SUMMARY

Effective yet practical tumor motion management remains a major challenge in current external beam radiation therapy. The effectiveness of cancer treatment is compromised by the need to reduce the uncertainties originating from a variety of factors including tumor volume delineation, patient setup, and irregular physiologic motion. Many strategies such as motion encompassment, breath-hold techniques, and respiratory gating have been proposed in the literature and implemented clinically. These methods have shown success in certain situations with different limitations. With the advent of image guided radiation therapy, real-time tumor tracking methods have become popular in clinics to proactively address the challenge with on-board tumor localization.

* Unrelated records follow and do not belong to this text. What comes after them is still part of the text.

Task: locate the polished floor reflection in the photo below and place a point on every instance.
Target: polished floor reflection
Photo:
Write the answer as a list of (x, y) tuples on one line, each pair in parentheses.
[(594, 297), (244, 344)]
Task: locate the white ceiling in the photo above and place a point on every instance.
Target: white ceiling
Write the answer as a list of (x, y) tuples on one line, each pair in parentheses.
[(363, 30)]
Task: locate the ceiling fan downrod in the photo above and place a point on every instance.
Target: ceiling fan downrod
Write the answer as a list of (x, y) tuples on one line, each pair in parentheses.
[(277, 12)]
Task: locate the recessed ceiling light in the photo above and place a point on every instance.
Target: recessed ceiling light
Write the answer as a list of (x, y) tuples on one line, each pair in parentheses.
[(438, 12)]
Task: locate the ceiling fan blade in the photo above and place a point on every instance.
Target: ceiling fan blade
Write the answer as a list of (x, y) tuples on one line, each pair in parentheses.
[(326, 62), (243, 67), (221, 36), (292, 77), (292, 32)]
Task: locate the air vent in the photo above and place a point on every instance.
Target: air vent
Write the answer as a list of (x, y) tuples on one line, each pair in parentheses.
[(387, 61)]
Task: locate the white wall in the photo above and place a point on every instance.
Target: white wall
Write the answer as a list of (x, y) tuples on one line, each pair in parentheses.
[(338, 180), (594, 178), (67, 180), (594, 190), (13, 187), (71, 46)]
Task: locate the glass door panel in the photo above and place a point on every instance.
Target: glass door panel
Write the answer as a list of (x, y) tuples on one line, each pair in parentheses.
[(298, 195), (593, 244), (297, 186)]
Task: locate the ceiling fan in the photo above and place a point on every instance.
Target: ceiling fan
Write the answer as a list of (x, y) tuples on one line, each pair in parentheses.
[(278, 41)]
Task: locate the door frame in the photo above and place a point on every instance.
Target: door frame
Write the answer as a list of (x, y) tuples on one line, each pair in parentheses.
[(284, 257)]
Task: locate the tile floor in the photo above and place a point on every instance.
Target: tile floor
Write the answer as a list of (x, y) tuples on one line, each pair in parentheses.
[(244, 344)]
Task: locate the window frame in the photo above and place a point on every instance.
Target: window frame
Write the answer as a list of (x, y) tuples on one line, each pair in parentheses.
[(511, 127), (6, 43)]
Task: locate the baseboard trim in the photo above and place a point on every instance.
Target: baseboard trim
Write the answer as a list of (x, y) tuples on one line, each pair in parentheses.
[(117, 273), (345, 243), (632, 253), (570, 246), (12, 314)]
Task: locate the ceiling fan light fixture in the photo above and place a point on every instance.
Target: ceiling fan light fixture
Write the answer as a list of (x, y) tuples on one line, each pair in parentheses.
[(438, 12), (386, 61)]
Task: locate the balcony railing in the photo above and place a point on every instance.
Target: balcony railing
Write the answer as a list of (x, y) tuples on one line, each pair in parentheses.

Nevertheless, such techniques rely on surrogate signals and have been reported vulnerable to errors. In this dissertation, emission guided radiation therapy (EGRT) is proposed as a new modality for an effective and practical management strategy of cancer treatment uncertainties. EGRT uses positron emission tomography (PET) emissions in real-time for direct tumor tracking during radiation delivery. Radiation beamlets are delivered along PET lines of response by a fast rotating ring therapy unit consisting of a linear accelerator and PET detectors. A complete treatment scheme with capabilities of accurate tumor tracking and dose planning is proposed to implement the EGRT concept. Simulation studies with a physical phantom, 4D digital patient model, and clinical patient datasets are carefully designed to evaluate the feasibility and performance of EGRT. We show that with the capabilities of achieving both tumor tracking and sophisticated intensity modulation, EGRT has the potential to enable an effective implementation of 4D radiation therapy with true biological targeting and guidance.